Recent Updates from the Texas Criminal Court of Appeals
Opening the Car Door Instead of Rolling Down the Window May Create
Reasonable Suspicion During a Traffic Stop
Guilty Pleas Will Not be Overturned – Even if Charges Concern the Wrong Substance
In Ex parte Broussard, the Court of Criminal Appeals stated that a guilty plea is still considered to be voluntary, even if a lab later determines that the actual illegal substance was different from the drug that the plea concerned. In Broussard, the defendant was charged with possession of cocaine and pleaded guilty to the charge. After entering the plea, a lab determined that the substance in the defendant’s possession was actually methamphetamine. This called into question the validity of the original plea because the prosecution would not have been able to prove at trial that the defendant was in possession of cocaine as stated in the original charge. The Court of Criminal Appeals affirmed the plea validity and denied habeas relief. The Court reasoned that though the defendant pleaded guilty without knowledge of all the pertinent facts, the plea was still voluntarily entered.

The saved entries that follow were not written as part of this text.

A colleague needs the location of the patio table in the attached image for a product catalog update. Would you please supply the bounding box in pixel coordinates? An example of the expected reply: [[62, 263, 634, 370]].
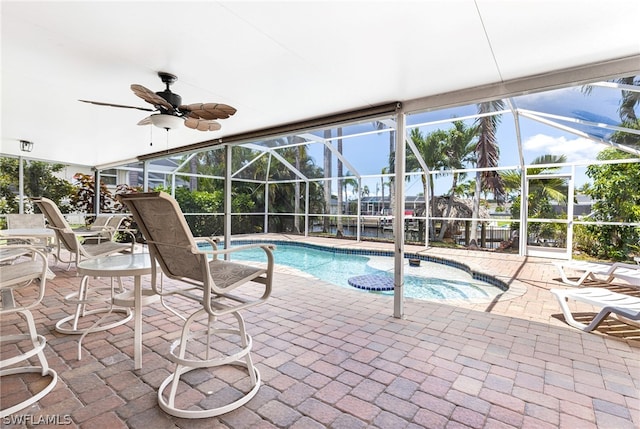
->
[[0, 228, 55, 240], [76, 253, 159, 369]]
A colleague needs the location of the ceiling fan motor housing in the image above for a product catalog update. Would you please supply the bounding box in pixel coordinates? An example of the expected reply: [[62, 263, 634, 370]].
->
[[156, 90, 182, 111]]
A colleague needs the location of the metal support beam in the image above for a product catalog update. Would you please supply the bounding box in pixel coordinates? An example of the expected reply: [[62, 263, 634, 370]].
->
[[18, 156, 24, 214], [224, 144, 232, 259], [305, 181, 310, 237], [94, 169, 101, 215], [143, 161, 149, 192], [393, 110, 406, 319]]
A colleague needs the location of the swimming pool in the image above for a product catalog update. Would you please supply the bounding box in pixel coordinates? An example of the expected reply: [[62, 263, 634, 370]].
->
[[217, 241, 507, 302]]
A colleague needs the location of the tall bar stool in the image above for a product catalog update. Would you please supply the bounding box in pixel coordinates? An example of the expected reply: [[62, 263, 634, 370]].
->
[[119, 191, 275, 419], [31, 197, 134, 335], [0, 245, 58, 418]]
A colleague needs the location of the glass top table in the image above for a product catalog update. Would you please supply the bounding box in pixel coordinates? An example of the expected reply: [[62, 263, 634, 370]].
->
[[76, 253, 158, 369]]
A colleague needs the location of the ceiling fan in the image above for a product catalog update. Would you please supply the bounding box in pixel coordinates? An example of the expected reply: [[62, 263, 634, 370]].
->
[[80, 72, 236, 131]]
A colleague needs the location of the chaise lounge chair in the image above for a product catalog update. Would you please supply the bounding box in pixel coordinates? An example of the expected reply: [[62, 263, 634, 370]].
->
[[553, 260, 640, 287], [550, 287, 640, 332]]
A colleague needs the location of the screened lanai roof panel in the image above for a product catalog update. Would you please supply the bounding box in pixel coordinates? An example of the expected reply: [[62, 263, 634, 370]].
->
[[515, 116, 611, 166], [406, 105, 483, 128], [511, 80, 640, 143]]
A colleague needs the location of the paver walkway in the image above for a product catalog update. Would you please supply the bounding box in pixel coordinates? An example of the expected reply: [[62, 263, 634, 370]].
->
[[1, 234, 638, 428]]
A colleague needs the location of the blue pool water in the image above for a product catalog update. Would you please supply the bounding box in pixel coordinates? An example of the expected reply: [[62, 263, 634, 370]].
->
[[221, 242, 505, 301]]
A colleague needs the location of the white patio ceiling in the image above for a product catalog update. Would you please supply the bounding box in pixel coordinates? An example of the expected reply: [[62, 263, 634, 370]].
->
[[2, 1, 639, 168]]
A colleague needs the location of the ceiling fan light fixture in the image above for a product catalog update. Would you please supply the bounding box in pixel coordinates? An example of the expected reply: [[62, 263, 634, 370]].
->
[[150, 114, 183, 130]]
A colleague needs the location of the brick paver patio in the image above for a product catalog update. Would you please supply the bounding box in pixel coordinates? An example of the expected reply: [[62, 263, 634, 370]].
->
[[2, 234, 638, 428]]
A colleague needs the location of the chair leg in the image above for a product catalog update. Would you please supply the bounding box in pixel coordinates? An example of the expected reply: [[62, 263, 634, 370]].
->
[[558, 269, 591, 286], [55, 275, 131, 335], [0, 309, 58, 419], [234, 311, 258, 387], [157, 308, 261, 419], [553, 292, 612, 332]]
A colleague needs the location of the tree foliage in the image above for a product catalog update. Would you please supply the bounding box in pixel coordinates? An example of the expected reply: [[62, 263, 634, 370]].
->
[[581, 148, 640, 260], [0, 158, 74, 214], [71, 173, 116, 214], [505, 154, 568, 243]]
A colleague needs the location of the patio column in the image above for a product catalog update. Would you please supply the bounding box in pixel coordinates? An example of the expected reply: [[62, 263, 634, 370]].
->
[[393, 110, 406, 319], [224, 144, 232, 259], [94, 169, 101, 215], [305, 181, 310, 236], [18, 155, 24, 214], [143, 161, 150, 192]]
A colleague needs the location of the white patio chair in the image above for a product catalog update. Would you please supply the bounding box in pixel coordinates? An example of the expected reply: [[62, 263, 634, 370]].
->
[[118, 191, 275, 419], [553, 260, 640, 287], [31, 197, 134, 269], [5, 213, 49, 249], [31, 197, 134, 334], [0, 245, 58, 418], [550, 287, 640, 332], [82, 213, 135, 245]]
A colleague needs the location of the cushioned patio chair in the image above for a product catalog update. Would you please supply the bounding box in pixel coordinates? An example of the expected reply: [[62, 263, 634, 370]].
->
[[118, 191, 275, 419], [31, 197, 134, 334], [553, 260, 640, 287], [550, 287, 640, 332], [0, 245, 57, 418]]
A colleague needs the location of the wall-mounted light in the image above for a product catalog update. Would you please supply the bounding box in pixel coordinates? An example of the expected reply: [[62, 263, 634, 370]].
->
[[19, 140, 34, 152]]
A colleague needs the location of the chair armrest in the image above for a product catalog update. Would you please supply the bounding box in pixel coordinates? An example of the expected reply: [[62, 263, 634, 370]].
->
[[0, 245, 52, 285], [611, 262, 640, 271], [46, 224, 75, 234], [194, 237, 219, 249], [72, 229, 103, 238], [89, 225, 115, 232], [197, 242, 275, 258]]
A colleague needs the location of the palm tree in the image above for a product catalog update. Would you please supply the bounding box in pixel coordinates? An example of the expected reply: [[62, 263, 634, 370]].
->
[[437, 120, 477, 240], [371, 120, 396, 217], [336, 127, 344, 236], [406, 128, 448, 240], [504, 154, 568, 242], [323, 129, 332, 233], [583, 75, 639, 123], [583, 75, 640, 149], [342, 173, 358, 216], [617, 76, 639, 123], [290, 135, 308, 233], [380, 167, 387, 215], [471, 100, 506, 246]]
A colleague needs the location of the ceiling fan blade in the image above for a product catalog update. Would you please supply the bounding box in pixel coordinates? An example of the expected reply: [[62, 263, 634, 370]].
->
[[184, 117, 222, 131], [181, 103, 237, 120], [137, 116, 152, 126], [79, 99, 154, 112], [131, 84, 174, 111]]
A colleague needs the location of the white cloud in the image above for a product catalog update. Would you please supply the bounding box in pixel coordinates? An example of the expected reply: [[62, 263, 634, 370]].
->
[[523, 134, 607, 162]]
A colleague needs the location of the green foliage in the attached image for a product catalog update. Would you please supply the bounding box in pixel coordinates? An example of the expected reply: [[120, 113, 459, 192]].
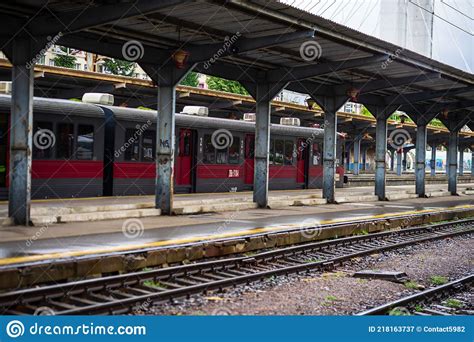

Search Incident to Arrest May be Justified by Discovery of a Different Offense After Arrest
In State v. Sanchez, the Court of Criminal Appeals held that discovery of drugs on someone’s person after an arrest for a traffic warrant may justify a search of the person’s vehicle as well, even if the vehicle is not within the arrested person’s immediate control. In Sanchez, a routine traffic stop resulted in an arrest of the driver for outstanding warrants that were discovered during the traffic stop. After the arrest, police found drugs on the driver. The officer then returned to the vehicle, performed a search and located additional contraband. Initially, the trial court suppressed the evidence from the vehicle—and the court of appeals affirmed—stating that a search incident to arrest could not be justified by discovery of a different offense after the original arrest. However, the Court reversed, holding that, as long as there is probable cause to arrest for the newly-discovered offense—and the additional search occurs soon after the defendant’s original arrest—an officer may conduct a search incident to arrest “on the basis of an offense discovered after formal arrest for a different crime.”
 Ramirez-Tamayo v. State, -- S.W.3d ---, 2017 WL 4159140 (Tex. Crim. App. 2017).
 Ex parte Broussard, 517 S.W.3d 814 (Tex. Crim. App. 2017).
 State v. Sanchez, No. PD-1037-16 (Tex. Crim. App. Sept. 27, 2017).